Maintenance employees at a local public housing agency finally will be trained on safety protocols next week, more than a month after costly violations were identified by the state.

However, John Hill, executive director for the Southern Nevada Regional Housing Authority, told the Las Vegas Review-Journal earlier this month that staff had already been retrained and that the violations would be detailed at the housing authority's board of commissioners meeting on Thursday.

In August, the agency was fined $47,000 for six serious safety violations identified by the state's Occupational Safety and Health Administration. The violations happened in April when employees were repairing an underground water line.

After being questioned during the meeting, Hill said the last time employees received state-sponsored training on how to dig and operate a dig was in mid-2011.

Hill said a discussion took place with staff in May after the state's April 30 investigation, and he viewed that as training. He also halted all digs.

But a new safety protocol wasn't developed until last week. The training for housing authority maintenance staff will take place on Wednesday.

"If safety protocols ... aren't being kept or updated and so forth, than this is a lesson learned that we've got to pay more attention to," Hill said during the public meeting.

The housing authority paid the fines with funding from its central office call center.
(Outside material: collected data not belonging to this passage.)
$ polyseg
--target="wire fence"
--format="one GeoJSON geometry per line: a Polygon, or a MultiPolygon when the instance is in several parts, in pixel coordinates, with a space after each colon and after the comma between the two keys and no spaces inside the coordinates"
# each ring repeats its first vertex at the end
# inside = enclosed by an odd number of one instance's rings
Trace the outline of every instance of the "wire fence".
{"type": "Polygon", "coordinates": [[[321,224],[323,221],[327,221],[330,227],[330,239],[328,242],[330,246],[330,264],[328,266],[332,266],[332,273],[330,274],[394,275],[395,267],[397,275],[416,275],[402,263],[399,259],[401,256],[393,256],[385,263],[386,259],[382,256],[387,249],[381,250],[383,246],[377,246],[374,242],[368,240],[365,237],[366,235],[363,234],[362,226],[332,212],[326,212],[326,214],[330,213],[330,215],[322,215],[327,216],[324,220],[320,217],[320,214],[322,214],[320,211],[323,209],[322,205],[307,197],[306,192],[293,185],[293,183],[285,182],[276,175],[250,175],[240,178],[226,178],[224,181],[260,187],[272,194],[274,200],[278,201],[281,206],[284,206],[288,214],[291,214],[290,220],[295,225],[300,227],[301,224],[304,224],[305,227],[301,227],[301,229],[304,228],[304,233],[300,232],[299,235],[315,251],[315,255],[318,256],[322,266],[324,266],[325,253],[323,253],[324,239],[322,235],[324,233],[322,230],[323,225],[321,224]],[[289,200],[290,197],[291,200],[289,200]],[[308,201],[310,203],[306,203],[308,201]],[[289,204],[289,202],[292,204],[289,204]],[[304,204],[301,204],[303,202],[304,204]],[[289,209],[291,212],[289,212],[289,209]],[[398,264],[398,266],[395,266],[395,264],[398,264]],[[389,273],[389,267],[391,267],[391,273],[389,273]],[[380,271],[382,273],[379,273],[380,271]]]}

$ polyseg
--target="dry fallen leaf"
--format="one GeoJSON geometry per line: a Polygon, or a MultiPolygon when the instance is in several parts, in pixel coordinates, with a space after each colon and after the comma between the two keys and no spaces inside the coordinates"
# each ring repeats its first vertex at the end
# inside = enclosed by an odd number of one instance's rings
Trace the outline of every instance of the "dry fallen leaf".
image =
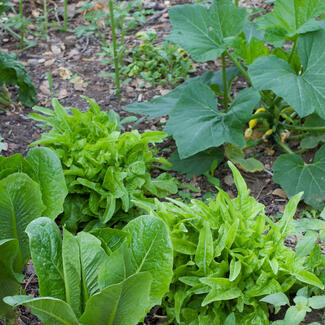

It's not federal funding, said Hill, who declined to say more. The penalties were paid after the Sept. 1 due date, but it's not yet known whether the state will charge additional fines for the late payment.

The investigation took place at a housing authority property at 5701 Missouri Ave., near Tropicana Avenue and Boulder Highway. When the inspection began, the excavation was 7.5 feet deep, 21 feet long and approximately 10 feet wide, according to documents. Water was accumulating in the excavation.

Employees with the housing authority and a contractor were fixing a broken water main. There was no cave-in protection, and before and after the inspection, several areas of the excavation collapsed, according to the state's inspection narrative. Employees also were not wearing hard hats.

The housing authority also failed to notify local utilities prior to the excavation.

The agency doesn't have an employee who oversees risk management, but Hill said he would have that worked out by next week.

During the housing authority board meeting, there were also contradicting stories about whether employees were working in the hole after Hill was informed of the issue. Hill and Ted Otokiti, deputy director of public housing, maintained no one was allowed to go into the hole.

But employees contradicted that.

Marvin Coleman, vice president of Service Employees International Union Local 1107, said there were about five staffers, including himself, in the hole. He said they were ordered by Otokiti to continue to dig. Otokiti said he didn't think that was true.

People's lives were put in danger, Commissioner Dora LaGrande said.

"Somebody would have fallen into that hole," she said.

Safety was not the only problem.

"One of the issues is when you are dishonest to your board," she said of Hill. He only sent them an email after receiving a call from the Review-Journal on the violations, she said.